Thanks for the reply! This work is fascinating and while I'm not a python guy I'm going to play with your library a bunch.

I do think you should investigate comparisons to adaptive FIRs much more. This field is critical to the design of low power medical devices like hearing aids, which need feedback reduction, echo cancellation, and the like with minimal filter orders.

My question on correlated parameters was a bit more abstract. Often in the design of classical audio signal processors for creative applications you find that the user space parameters can be correlated, which map to more design space parameters that are even more correlated, and down to implementation level parameters which are even more correlated. For example in a filter designed by frequency sampling, the adjacent bins of an FFT are highly correlated in their I/O and I was curious if you optimized a bit by taking a DCT or similar approach for reparameterization like you'd find in calculating MFCCs and the like. It's really tough to design ML approaches for creative signal processing that are better than traditional methods due to this nature, humans learn and adapt to correlations very quickly, machines not so much when dealing with oscillation and ripple. Many local extrema in the parameter space and all that.

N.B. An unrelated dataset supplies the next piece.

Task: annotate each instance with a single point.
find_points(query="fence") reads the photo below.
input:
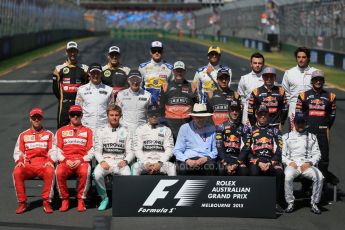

Adaptive IIR would be more interesting, as automatically controlling and designing those filters in a stable way is rather hard. And they're both differentiable and power efficient. Especially anything that is not a biquad series, and because they have recursion related computational noise, which the ANN should be able to optimize out.


If the FIR filters are time variant, what determines the values of the kernel at any given moment - is it the prior values of the signal being generated or something else?

For IIR filters, I imagine the network would have to be recurrent. If you train the weights with labeled data, does that amount to a different mechanism for designing a filter, sort of like exchanging bilinear transformation for a data-driven approach? The former seems like forward engineering from first principles, whereas the latter seems like reverse engineering from data that exhibits transformations that you want the filter to encode. Fascinating stuff.


I imagine the authors keep filter order as a design parameter, since dynamically changing order is a rather tricky proposition.

For IIRs the approach (imo) would be to use transformed analog biquads (such as an SVF topology, via the TPT/Zavalishin's method) which is designed to handle the time variant issues with state evolution. From there your model wouldn't synthesize filter coefficients directly but either the design parameters of the filter or the gains of the outputs or multi mode filters built from cascaded biquad sections. A good example of this in practice is the Oberheim "pole mixing" filter (analog) or the Shruthi's variation on it, which is a 4th order filter that achieves a wide array of frequency responses by mixing the outputs of each stage. Those gains in the mixer can be varied for very cool results.


Hi, yup that's true we keep the filter order fixed. For the experiments in the paper, the time-varying coefficients are generated by a neural network that is trained end-2-end to generate audio like the training set (conditioned on high-level controls such pitch and loudness).

I agree that IIRs are a great avenue of future study, also with time-varying coefficients. I've played around a bit with them, but they are harder to efficiently train with current autodiff software and GPUs/TPUs. I think they may require writing a custom cuda kernel, but I'm hopeful for things like JAX's scan operation.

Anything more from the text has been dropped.